Zollo: Che soggetti imprenditoriali come la Fiat e l’Olivetti siano soggetti di trasformazione è senz’altro vero. Ma il problema dello sviluppo di Napoli non è che i soggetti in gioco abbiano delle proprie dinamiche, ma che queste siano convergenti. Un sistema nel quale ogni soggetto ha un comportamento dinamico che risponde però a una logica extraterritoriale può, con molte probabilità, portare a un’ulteriore distruzione dei legami che tengono insieme il sistema stesso. Se ogni soggetto ha una dinamica che si muove su un quadro più ampio dell’ambito locale, difficilmente riuscirà a trovare le necessarie sinergie.
Sviluppo monocentrico, o modelli multidimensionali?
Esposito: Riferendoci a polemiche attuali, ritieni compatibile il pieno dispiegarsi della vocazione turistica dell’area flegrea con gli impianti industriali preesistenti?

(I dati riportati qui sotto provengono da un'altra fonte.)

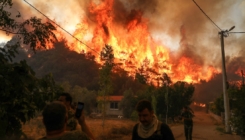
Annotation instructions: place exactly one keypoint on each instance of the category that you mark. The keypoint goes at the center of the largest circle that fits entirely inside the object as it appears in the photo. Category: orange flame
(133, 45)
(200, 104)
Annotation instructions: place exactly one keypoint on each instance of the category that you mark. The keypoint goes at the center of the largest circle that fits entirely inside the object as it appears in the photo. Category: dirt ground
(205, 128)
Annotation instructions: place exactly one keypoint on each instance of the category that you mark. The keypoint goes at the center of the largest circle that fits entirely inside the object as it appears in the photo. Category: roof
(111, 98)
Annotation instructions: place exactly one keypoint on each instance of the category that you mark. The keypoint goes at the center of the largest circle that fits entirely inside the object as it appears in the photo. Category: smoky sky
(197, 37)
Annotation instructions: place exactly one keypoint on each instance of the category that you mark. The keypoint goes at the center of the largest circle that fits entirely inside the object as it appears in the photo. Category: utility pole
(225, 86)
(225, 83)
(242, 78)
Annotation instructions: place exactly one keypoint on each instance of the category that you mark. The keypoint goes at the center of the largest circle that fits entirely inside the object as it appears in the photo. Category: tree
(179, 95)
(237, 100)
(31, 32)
(166, 80)
(22, 94)
(107, 56)
(128, 103)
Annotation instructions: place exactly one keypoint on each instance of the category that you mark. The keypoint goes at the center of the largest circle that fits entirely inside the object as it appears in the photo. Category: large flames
(133, 46)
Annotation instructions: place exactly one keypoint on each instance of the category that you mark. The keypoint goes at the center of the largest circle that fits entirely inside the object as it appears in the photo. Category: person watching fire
(55, 120)
(149, 127)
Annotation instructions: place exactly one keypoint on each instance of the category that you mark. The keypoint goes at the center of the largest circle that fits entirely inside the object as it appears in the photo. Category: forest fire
(135, 50)
(199, 104)
(133, 46)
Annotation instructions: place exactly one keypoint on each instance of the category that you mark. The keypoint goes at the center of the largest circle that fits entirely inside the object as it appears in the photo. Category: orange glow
(199, 104)
(133, 45)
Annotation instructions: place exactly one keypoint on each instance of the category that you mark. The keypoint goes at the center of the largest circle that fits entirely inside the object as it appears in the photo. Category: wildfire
(133, 46)
(199, 104)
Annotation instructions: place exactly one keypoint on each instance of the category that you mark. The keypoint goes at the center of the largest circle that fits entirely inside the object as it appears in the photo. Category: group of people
(61, 124)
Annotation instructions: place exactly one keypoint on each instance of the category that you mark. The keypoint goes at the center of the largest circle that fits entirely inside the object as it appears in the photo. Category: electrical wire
(207, 16)
(237, 32)
(61, 27)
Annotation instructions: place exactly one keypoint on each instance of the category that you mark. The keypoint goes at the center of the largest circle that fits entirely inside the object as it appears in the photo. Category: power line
(61, 27)
(207, 16)
(237, 32)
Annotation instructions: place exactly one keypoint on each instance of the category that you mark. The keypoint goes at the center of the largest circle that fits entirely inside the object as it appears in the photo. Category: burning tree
(105, 77)
(22, 94)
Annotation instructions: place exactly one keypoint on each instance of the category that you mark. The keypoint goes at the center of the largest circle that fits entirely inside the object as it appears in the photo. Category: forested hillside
(76, 69)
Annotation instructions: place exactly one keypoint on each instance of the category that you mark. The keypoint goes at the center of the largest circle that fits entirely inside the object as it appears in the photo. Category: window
(114, 105)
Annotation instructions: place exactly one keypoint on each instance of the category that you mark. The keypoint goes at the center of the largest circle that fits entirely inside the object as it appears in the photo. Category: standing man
(149, 127)
(67, 100)
(55, 119)
(187, 115)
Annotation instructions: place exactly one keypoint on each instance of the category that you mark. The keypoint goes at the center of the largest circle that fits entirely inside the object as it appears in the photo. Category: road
(205, 128)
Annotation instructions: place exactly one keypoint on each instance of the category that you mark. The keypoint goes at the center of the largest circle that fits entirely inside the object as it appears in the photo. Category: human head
(54, 116)
(185, 108)
(145, 112)
(66, 99)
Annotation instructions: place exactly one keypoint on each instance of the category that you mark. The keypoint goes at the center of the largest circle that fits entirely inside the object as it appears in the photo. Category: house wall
(113, 112)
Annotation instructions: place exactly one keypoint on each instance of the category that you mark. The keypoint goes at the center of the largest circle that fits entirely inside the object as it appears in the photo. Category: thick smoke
(197, 37)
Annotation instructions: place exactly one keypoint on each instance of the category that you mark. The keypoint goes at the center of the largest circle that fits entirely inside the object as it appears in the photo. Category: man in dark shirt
(149, 127)
(55, 119)
(187, 115)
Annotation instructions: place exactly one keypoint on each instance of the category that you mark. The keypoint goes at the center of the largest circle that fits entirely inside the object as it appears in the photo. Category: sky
(166, 17)
(170, 22)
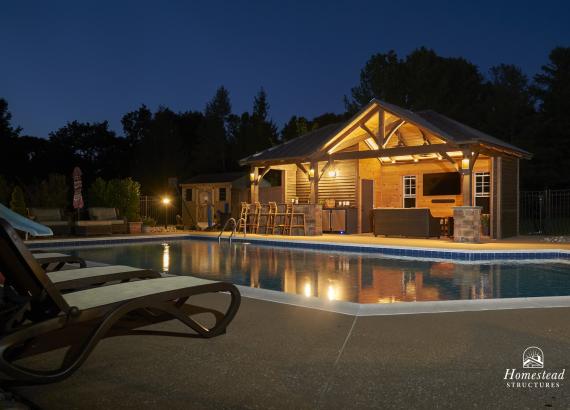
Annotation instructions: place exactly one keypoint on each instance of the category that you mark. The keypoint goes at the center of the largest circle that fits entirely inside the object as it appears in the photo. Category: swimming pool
(336, 275)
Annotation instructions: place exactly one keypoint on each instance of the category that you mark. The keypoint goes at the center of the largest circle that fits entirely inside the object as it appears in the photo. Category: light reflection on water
(363, 278)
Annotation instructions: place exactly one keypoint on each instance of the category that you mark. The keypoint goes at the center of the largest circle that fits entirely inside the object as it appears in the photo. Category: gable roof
(462, 133)
(453, 132)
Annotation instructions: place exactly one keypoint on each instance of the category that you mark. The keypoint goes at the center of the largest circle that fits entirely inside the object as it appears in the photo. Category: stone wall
(467, 223)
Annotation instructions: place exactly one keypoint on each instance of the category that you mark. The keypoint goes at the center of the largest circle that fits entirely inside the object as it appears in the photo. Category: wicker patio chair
(89, 314)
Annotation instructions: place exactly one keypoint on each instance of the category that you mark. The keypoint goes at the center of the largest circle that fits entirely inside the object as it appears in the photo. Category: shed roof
(214, 178)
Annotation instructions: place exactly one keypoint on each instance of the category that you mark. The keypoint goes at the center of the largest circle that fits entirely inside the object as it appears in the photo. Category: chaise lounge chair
(43, 310)
(52, 261)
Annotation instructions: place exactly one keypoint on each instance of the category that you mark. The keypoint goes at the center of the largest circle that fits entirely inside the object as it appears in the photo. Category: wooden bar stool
(292, 220)
(254, 216)
(270, 221)
(243, 216)
(281, 221)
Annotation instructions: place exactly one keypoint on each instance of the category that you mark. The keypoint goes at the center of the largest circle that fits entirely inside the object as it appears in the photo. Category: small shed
(206, 197)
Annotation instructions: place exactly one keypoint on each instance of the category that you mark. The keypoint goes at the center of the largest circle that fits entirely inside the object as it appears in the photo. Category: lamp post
(166, 202)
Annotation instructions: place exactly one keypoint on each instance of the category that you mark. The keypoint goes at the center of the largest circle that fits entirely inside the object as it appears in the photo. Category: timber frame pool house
(378, 159)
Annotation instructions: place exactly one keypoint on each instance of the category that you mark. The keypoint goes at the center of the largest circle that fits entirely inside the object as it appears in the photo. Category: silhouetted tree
(293, 128)
(551, 134)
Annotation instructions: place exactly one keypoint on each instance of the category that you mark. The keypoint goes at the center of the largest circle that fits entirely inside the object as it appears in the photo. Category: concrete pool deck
(282, 357)
(509, 244)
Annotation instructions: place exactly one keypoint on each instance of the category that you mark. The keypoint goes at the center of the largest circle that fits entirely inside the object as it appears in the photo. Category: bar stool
(243, 215)
(270, 221)
(291, 220)
(255, 215)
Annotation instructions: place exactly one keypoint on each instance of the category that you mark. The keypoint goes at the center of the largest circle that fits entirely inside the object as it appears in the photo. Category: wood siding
(342, 187)
(391, 185)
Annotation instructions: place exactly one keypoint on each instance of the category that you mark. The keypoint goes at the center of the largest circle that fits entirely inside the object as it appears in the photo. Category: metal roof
(450, 130)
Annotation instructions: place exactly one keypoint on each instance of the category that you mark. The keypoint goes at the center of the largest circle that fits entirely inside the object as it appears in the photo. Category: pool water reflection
(362, 278)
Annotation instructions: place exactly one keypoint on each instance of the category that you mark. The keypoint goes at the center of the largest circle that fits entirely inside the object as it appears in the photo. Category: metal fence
(152, 207)
(545, 212)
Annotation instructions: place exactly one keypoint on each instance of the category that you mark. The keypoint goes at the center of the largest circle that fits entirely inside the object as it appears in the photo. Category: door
(366, 204)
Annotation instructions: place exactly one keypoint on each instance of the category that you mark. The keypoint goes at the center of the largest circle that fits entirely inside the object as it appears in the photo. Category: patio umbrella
(24, 224)
(77, 185)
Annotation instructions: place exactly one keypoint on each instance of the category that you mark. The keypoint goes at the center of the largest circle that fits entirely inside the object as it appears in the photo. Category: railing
(235, 226)
(544, 212)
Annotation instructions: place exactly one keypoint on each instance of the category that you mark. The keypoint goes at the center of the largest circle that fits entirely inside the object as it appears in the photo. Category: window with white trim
(409, 191)
(483, 191)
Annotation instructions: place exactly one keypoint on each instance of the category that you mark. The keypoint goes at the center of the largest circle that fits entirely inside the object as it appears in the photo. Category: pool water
(334, 275)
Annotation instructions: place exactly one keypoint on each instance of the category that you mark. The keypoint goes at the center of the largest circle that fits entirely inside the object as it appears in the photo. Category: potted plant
(148, 224)
(485, 225)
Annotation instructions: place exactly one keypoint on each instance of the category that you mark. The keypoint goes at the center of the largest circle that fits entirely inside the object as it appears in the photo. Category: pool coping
(467, 256)
(403, 308)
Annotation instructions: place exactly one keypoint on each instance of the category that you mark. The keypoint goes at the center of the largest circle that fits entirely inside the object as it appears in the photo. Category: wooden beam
(447, 157)
(393, 130)
(314, 184)
(401, 141)
(337, 140)
(368, 131)
(381, 127)
(303, 169)
(393, 152)
(265, 171)
(473, 159)
(424, 136)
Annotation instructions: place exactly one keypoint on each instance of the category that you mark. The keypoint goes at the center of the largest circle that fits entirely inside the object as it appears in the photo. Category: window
(188, 194)
(483, 191)
(409, 191)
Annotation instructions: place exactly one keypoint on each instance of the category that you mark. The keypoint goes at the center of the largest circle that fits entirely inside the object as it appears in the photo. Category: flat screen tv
(445, 183)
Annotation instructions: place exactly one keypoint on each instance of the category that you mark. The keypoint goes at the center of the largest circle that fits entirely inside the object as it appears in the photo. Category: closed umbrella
(77, 185)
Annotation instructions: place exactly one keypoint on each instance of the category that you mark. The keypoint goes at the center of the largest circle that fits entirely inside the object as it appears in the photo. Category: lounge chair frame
(47, 312)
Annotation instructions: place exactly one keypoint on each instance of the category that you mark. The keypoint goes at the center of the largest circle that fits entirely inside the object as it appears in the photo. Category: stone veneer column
(466, 223)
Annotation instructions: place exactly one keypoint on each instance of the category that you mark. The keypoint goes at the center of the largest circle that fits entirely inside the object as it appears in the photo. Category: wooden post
(467, 188)
(254, 179)
(381, 127)
(314, 181)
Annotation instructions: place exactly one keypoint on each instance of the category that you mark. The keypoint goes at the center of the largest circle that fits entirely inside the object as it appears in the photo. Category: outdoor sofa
(53, 218)
(41, 312)
(413, 222)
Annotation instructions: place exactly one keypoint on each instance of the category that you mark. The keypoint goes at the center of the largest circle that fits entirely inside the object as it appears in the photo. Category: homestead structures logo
(533, 358)
(534, 377)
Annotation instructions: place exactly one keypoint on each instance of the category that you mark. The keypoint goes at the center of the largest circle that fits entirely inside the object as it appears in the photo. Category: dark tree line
(531, 113)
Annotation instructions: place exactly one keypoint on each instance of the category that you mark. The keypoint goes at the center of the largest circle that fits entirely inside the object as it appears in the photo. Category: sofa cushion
(93, 223)
(55, 223)
(46, 214)
(102, 214)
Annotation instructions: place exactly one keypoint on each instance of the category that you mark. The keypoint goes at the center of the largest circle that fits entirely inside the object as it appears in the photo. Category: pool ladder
(235, 226)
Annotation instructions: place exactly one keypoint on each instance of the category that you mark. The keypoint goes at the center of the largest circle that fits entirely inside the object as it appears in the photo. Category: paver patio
(281, 356)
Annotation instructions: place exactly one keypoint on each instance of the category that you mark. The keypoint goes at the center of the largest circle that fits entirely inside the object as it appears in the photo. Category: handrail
(235, 226)
(225, 226)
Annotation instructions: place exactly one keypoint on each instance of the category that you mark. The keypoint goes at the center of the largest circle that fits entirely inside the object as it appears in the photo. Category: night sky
(97, 60)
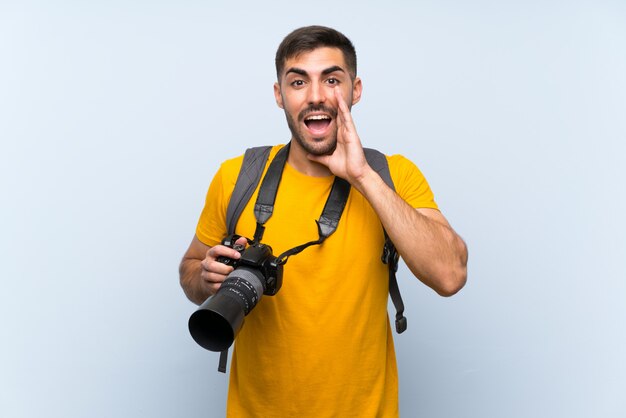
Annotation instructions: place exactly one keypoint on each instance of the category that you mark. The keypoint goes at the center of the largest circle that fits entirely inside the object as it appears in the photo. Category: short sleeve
(211, 228)
(410, 183)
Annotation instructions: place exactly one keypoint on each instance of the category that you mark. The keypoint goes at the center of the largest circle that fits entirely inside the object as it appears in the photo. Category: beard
(314, 146)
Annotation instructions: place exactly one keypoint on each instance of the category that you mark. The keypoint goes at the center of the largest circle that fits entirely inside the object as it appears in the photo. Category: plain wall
(115, 115)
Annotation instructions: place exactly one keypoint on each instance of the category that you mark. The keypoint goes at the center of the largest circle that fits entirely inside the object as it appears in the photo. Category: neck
(299, 161)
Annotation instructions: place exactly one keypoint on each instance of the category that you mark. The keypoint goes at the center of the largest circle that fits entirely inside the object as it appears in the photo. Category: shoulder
(229, 169)
(410, 182)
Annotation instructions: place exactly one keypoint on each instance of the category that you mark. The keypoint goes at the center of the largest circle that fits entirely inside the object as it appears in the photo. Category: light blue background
(115, 115)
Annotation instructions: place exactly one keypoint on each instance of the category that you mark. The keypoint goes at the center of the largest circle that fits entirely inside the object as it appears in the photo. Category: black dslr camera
(257, 272)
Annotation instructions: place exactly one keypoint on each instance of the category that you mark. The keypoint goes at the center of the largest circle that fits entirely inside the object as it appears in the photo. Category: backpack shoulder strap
(254, 161)
(378, 162)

Zollo: Ritengo compatibile lo sviluppo turistico con alti tassi di occupazione industriale. Le visioni alternative molto in voga in questo periodo mi sembrano più un gioco delle parti, finalizzato a mettere a fuoco strategie di particolari soggetti. Non riesco a capire perché a Napoli non si possano attuare modelli multidimensionali di sviluppo, e, invece tutto deve essere finalizzato a uno sviluppo monocentrico nel quale l’industria è alternativa al terziario. È chiaro che il dispiegarsi di attività terziarie è in contraddizione con lo sviluppo di attività inquinanti, ma non è detto che sia in alternativa con l’industrializzazione in quanto tale. È ovvio che c’è un problema di gestione del territorio, perché non è possibile accentrare tutte le attività in un solo luogo.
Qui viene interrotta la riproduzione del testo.